Esa ley volverá a desencadenar asperezas días antes de que la Presidenta vaya con sus ministros a la Conferencia de la UIA. El Grupo de los Seis, que nuclea a los sectores más representativos de la economía, acaba de acordar impugnarla en la Justicia: el martes, cada cámara firmará por separado una presentación sustentada en la figura de "daño inminente" para pedir la inconstitucionalidad. Es decir, se la considera perjudicial aún antes de que el Gobierno atienda las urgencias de Donikian.
Será el principio de una pelea que despunta también en la UIA. "Nosotros no estamos de acuerdo: es un negocio para abogados", objetó hace un mes en una reunión interna Carlos Garrera, de la Asociación de Industriales Metalúrgicos (Adimra), delante de Daniel Funes de Rioja, abogado laboralista y uno de los directivos que impulsan la demanda.
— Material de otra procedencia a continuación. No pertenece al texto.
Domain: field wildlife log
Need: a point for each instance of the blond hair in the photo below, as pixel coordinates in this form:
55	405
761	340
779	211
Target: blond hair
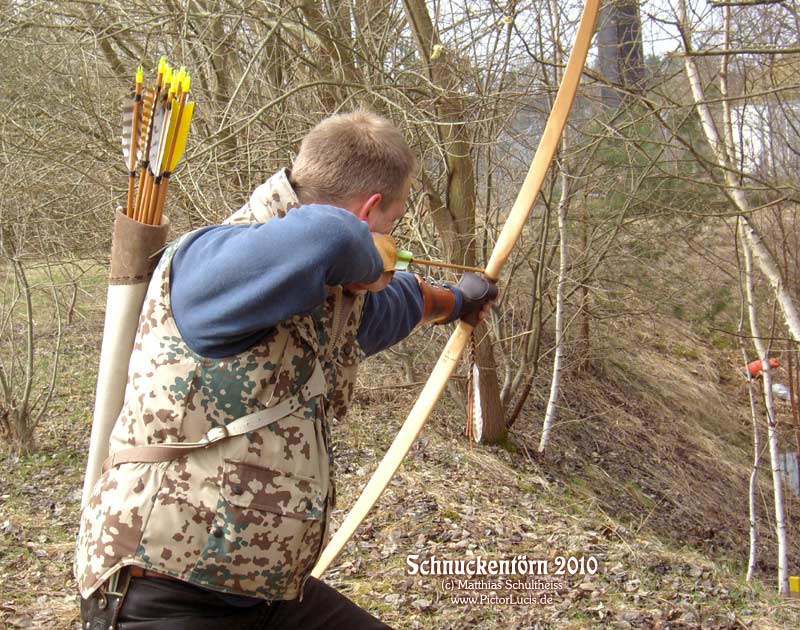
352	154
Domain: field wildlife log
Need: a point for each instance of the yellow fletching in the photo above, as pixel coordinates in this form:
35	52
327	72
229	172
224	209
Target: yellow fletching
183	134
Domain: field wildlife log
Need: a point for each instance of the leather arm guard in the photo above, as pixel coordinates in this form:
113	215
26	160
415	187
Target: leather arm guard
438	303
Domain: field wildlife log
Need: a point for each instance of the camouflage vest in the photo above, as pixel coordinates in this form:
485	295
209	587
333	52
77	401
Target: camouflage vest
248	515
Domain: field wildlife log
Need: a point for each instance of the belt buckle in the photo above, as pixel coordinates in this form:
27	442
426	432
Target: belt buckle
209	437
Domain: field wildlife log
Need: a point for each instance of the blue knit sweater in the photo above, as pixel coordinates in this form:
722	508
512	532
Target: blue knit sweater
232	283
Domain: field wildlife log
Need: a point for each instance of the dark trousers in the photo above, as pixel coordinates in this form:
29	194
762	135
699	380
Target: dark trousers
153	603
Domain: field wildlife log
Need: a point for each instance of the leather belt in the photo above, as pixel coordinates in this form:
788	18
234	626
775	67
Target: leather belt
135	571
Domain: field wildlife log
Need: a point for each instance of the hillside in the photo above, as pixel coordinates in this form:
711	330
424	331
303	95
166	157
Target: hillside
647	474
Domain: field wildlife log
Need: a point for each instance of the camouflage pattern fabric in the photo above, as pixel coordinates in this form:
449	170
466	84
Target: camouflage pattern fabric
249	515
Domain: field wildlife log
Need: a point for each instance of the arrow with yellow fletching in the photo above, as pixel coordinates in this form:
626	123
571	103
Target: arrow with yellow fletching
158	130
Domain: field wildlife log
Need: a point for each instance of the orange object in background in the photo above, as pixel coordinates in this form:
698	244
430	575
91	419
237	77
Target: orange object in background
754	367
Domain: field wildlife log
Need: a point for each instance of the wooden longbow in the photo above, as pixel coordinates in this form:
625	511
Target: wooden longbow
511	232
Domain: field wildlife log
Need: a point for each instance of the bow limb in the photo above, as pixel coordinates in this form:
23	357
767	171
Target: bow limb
511	232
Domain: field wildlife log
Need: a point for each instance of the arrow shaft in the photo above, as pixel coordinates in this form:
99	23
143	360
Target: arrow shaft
444	265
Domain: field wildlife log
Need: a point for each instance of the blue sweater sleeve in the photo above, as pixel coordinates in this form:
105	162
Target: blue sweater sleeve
231	283
390	315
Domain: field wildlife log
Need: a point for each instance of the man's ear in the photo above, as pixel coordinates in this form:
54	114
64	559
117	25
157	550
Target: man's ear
371	202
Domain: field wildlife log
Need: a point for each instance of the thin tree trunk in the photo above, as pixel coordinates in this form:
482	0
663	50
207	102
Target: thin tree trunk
772	433
552	403
723	155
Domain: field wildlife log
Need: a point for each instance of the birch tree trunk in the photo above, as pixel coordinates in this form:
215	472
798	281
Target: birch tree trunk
724	153
552	403
724	157
455	217
772	433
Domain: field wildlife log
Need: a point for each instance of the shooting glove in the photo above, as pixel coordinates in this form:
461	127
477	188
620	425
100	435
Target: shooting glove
439	300
476	290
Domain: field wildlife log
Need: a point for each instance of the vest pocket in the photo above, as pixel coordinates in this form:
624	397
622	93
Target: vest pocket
267	530
266	489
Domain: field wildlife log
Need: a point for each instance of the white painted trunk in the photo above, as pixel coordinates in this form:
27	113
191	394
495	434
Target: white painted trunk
123	307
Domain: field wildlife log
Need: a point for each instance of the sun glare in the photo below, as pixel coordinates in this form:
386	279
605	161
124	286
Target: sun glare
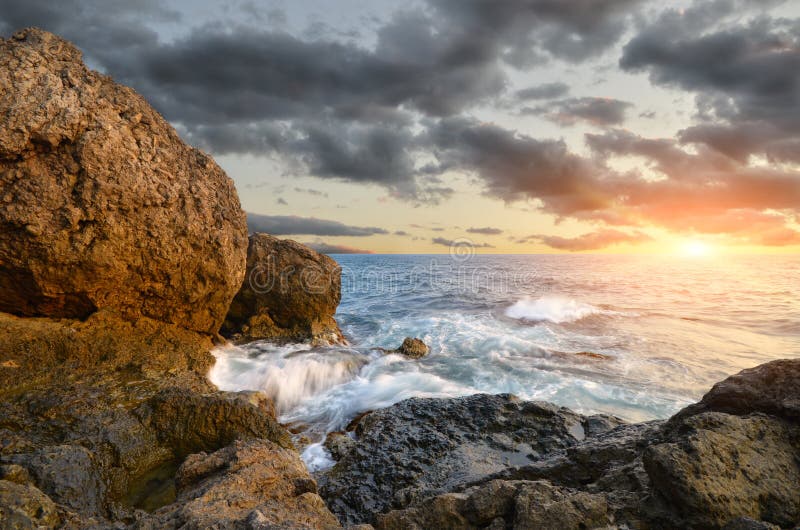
696	249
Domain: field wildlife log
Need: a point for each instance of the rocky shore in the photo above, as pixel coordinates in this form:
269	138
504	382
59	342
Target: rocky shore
124	253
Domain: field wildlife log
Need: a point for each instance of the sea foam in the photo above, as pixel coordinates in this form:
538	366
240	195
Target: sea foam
551	308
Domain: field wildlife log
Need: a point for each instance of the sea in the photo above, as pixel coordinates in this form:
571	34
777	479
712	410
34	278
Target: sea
639	337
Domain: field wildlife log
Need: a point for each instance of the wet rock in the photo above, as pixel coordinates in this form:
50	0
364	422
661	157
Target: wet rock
420	447
289	294
772	388
24	506
44	349
717	467
188	422
107	208
411	348
504	504
255	484
68	474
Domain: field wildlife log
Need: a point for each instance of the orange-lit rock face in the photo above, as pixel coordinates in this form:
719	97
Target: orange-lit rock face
103	206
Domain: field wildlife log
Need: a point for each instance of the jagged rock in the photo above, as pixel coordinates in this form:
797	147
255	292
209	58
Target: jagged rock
289	294
188	422
24	506
421	447
255	484
68	474
772	388
504	504
717	467
103	206
36	349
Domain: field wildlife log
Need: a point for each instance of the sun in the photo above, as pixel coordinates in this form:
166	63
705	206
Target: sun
696	249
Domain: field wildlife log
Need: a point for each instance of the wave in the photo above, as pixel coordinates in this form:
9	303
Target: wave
288	378
551	308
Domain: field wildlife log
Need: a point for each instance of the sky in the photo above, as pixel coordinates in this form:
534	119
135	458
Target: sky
514	126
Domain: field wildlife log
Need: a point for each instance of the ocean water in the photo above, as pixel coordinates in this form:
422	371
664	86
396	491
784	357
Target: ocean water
664	330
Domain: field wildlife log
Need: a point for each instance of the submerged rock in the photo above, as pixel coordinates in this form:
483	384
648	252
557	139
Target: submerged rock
290	294
103	205
412	348
433	463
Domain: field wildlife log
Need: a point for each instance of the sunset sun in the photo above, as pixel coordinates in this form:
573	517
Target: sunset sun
696	249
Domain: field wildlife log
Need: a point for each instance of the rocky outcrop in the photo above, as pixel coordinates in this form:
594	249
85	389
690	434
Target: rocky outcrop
731	461
103	206
106	441
252	484
421	447
290	294
120	251
412	348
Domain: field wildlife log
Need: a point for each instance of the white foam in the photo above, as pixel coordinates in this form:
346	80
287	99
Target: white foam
288	377
551	308
317	457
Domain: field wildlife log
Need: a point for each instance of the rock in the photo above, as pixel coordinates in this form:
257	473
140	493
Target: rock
188	422
504	504
411	348
104	206
772	388
718	467
339	444
23	506
67	474
420	447
290	294
255	484
43	348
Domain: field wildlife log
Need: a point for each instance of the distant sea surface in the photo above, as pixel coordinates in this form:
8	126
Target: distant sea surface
638	337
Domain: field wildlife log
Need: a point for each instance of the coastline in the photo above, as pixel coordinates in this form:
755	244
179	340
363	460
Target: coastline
118	290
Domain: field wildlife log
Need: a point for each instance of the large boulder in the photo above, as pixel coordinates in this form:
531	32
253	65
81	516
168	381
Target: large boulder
290	294
103	205
421	447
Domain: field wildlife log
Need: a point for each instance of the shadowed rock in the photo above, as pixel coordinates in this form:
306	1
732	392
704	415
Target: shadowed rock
290	294
103	205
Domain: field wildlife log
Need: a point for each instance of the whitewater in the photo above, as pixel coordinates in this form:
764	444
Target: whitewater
637	337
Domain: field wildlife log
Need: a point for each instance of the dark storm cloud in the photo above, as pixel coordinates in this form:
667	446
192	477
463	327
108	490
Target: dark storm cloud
487	231
526	31
328	107
746	75
514	166
591	241
284	225
601	112
545	91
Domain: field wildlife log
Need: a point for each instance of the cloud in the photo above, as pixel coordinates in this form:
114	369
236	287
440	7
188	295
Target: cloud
745	74
281	225
311	191
488	231
601	112
458	242
545	91
591	241
326	248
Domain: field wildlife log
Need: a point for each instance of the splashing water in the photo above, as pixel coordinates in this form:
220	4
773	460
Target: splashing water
628	336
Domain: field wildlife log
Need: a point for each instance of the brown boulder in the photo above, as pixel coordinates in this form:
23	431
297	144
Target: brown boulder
289	294
103	205
254	484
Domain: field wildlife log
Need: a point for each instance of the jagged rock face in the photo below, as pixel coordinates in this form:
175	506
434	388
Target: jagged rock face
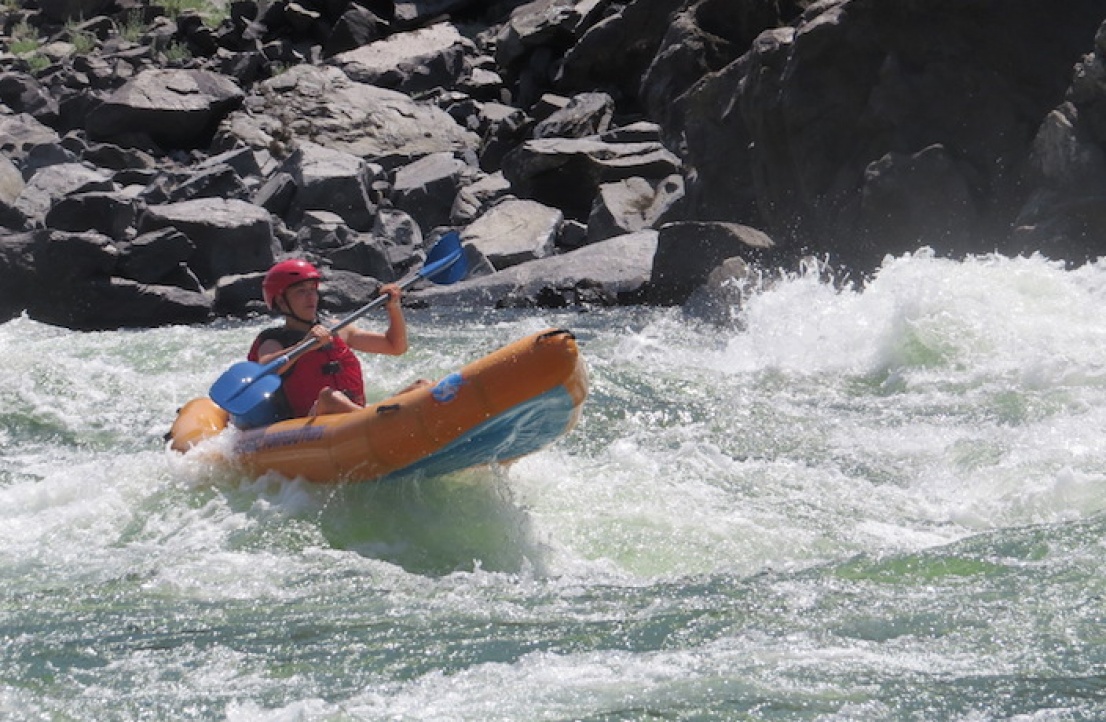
624	148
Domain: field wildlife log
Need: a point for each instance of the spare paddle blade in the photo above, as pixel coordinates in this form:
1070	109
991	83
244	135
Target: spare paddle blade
243	386
445	263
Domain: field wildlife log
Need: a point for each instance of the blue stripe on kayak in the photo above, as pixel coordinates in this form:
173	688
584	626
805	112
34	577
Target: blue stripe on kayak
518	431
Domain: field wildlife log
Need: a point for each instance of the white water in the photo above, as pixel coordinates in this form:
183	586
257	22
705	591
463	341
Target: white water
872	504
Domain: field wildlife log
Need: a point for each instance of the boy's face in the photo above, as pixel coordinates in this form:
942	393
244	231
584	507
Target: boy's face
302	299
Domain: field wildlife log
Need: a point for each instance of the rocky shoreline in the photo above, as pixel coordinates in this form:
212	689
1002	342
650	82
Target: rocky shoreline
156	160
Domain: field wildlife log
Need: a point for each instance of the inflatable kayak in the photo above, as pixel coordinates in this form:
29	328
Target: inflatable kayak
511	403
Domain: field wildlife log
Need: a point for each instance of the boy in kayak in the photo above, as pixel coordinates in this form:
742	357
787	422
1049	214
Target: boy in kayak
326	379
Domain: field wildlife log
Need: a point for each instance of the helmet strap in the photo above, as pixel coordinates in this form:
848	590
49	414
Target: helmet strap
285	310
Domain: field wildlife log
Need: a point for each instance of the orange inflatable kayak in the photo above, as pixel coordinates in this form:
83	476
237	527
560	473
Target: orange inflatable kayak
511	403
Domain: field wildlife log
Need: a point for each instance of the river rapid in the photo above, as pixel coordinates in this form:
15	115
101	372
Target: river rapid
876	503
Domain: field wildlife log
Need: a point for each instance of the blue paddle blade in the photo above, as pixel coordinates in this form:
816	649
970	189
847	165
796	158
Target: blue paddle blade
446	262
246	391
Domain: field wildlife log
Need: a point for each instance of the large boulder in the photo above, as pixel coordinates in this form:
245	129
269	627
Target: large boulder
605	273
324	105
826	134
231	237
566	173
169	108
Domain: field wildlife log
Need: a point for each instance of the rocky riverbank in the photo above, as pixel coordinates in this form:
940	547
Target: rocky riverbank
156	160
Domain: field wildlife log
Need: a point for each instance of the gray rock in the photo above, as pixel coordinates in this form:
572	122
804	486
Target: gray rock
514	231
615	271
231	237
174	108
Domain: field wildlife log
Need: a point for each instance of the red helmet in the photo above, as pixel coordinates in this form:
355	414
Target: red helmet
284	274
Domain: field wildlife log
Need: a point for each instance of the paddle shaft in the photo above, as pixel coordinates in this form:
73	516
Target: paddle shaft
310	343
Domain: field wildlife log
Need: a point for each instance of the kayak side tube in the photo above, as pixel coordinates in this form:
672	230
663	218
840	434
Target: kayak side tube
511	403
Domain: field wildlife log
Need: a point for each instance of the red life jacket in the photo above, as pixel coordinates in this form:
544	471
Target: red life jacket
334	365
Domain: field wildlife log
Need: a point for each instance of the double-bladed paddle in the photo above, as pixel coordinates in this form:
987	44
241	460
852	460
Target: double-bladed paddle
246	389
Pero la UIA decidió avanzar en la presentación y, hace diez días, Juan Carlos Lascurain, también de Adimra, volvió a provocar en Parque Norte durante un seminario en que se ovacionaba a Cristina Kirchner: "No estamos de acuerdo. Hay un grupo de AEA [la Asociación Empresaria Argentina] inserto en la UIA". Anteayer, en el mismo escenario, Adimra buscó anticiparse a la discusión. Convocó a todos los gremios metalúrgicos y a cámaras afines al Gobierno a firmar una especie de decálogo fabril: qué es, en la década ganada propia, lo que no se debería revocar en los próximos años en la Argentina. Un "Nunca Menos" de la protección industrial.
La iniciativa tiene un doble propósito. Primero, mostrarse fuertes frente a la próxima elección de autoridades en la UIA, después de marzo, cuando probablemente recrudezcan las diferencias. La segunda intención es más sutil e inmediata. Saben que, con las encuestas de diciembre en la mano, los precandidatos iniciarán su clásica ronda de pedidos de colaboración. No se trata sólo de financiamiento de campañas, asignatura que la democracia argentina no ha resuelto y que se sigue concretando del modo más elemental, casi sin excepción, en bolsos, cajas de zapatos o fantasmagóricos aportes a fundaciones, sino también de pedidos de aporte logístico para actos: camiones, ómnibus, infraestructura, agua, alimentos.
No se equivocaba Néstor Kirchner cuando decía que no hay política sin caja. Es indudable que ese concepto acompañará al país por muchos años, con o sin kirchnerismo.